California's gold rush left the Delta and Bay Area with numerous abandoned and leaking gold mines where mercury was used to process gold. Legacy gold mining operations are the Bay’s biggest source of mercury pollution.

In January 2007, Baykeeper reached a settlement agreement with California State Parks to clean up Empire Mine, the state’s largest gold mine, located in Grass Valley. Baykeeper is overseeing the Department of State Park’s cleanup activities to ensure that mercury, as well as other toxic pollutants, is contained on an aggressive time schedule. It is essential that historic sources around the large mine are properly contained to prevent further contamination of the Bay-Delta watershed.

For over 100 years, mining waste from the New Almaden Mine in Santa Clara County has contaminated the sediment of the Guadalupe River and local creek beds that empty into San Francisco Bay. Baykeeper worked to reduce this source of mercury to the Bay by advocating for stronger measures in the Guadalupe River Mercury Cleanup Plan. The final plan reflects many of our recommendations, including a more aggressive timeframe for cleaning up mercury contamination in the Guadalupe River.
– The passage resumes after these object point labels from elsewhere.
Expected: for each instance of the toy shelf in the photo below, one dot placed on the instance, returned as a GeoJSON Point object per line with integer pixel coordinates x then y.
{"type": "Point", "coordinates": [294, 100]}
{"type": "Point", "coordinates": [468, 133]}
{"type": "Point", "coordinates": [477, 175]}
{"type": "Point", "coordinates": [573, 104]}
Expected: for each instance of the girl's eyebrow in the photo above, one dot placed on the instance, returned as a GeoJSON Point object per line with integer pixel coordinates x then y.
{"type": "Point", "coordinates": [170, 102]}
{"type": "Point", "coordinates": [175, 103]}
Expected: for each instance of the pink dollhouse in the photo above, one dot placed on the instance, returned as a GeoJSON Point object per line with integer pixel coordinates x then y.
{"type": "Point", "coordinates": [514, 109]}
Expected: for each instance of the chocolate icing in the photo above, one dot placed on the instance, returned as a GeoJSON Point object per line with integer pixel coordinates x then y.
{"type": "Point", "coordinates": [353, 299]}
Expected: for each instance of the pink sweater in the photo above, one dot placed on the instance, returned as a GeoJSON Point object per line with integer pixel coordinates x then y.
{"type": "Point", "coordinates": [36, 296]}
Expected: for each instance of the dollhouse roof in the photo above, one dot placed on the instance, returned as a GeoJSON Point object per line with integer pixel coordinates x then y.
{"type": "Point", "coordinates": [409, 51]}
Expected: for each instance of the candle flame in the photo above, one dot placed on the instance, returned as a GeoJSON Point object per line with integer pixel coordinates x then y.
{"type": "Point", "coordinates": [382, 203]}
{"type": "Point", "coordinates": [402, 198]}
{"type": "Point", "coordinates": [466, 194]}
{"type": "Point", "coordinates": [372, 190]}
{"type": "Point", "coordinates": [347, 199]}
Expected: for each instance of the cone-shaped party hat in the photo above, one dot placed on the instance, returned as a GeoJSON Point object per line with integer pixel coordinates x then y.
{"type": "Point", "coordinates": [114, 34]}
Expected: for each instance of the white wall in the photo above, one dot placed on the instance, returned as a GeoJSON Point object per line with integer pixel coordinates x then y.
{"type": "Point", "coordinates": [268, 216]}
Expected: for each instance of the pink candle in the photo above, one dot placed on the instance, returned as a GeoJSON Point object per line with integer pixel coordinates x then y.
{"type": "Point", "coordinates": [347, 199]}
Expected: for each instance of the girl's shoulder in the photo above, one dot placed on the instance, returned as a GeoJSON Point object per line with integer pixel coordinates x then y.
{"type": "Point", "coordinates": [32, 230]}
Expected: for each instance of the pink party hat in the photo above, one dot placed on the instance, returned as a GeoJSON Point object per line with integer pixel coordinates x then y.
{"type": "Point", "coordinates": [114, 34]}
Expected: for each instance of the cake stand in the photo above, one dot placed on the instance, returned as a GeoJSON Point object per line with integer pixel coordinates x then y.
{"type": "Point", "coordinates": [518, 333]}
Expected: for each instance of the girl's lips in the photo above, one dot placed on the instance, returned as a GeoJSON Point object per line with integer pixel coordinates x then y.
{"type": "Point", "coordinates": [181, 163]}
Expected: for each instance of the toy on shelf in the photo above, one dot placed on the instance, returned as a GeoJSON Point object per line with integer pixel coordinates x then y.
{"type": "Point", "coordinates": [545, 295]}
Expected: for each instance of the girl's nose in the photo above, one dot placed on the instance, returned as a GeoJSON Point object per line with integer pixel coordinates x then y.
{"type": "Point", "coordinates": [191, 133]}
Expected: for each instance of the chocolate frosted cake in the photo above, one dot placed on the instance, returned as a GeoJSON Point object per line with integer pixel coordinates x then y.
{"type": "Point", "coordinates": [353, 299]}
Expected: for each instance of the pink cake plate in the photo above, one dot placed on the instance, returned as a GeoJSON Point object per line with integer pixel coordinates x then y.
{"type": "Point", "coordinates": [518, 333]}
Cleaning Up Methylmercury in the Delta

Once mercury flows down from the abandoned gold mines in the Sierra Foothills, it reaches the slow-flowing Delta and accumulates in the sediment, resulting in high levels of methylmercury. To ensure a comprehensive cleanup of the Delta’s persistent mercury problem, Baykeeper is working with environmental partners to advocate for a Delta cleanup plan that specifically reduces methylmercury. By working to secure a strong cleanup plan, Baykeeper is helping reduce the Bay’s largest source of mercury pollution while protecting communities that eat contaminated fish from the Delta.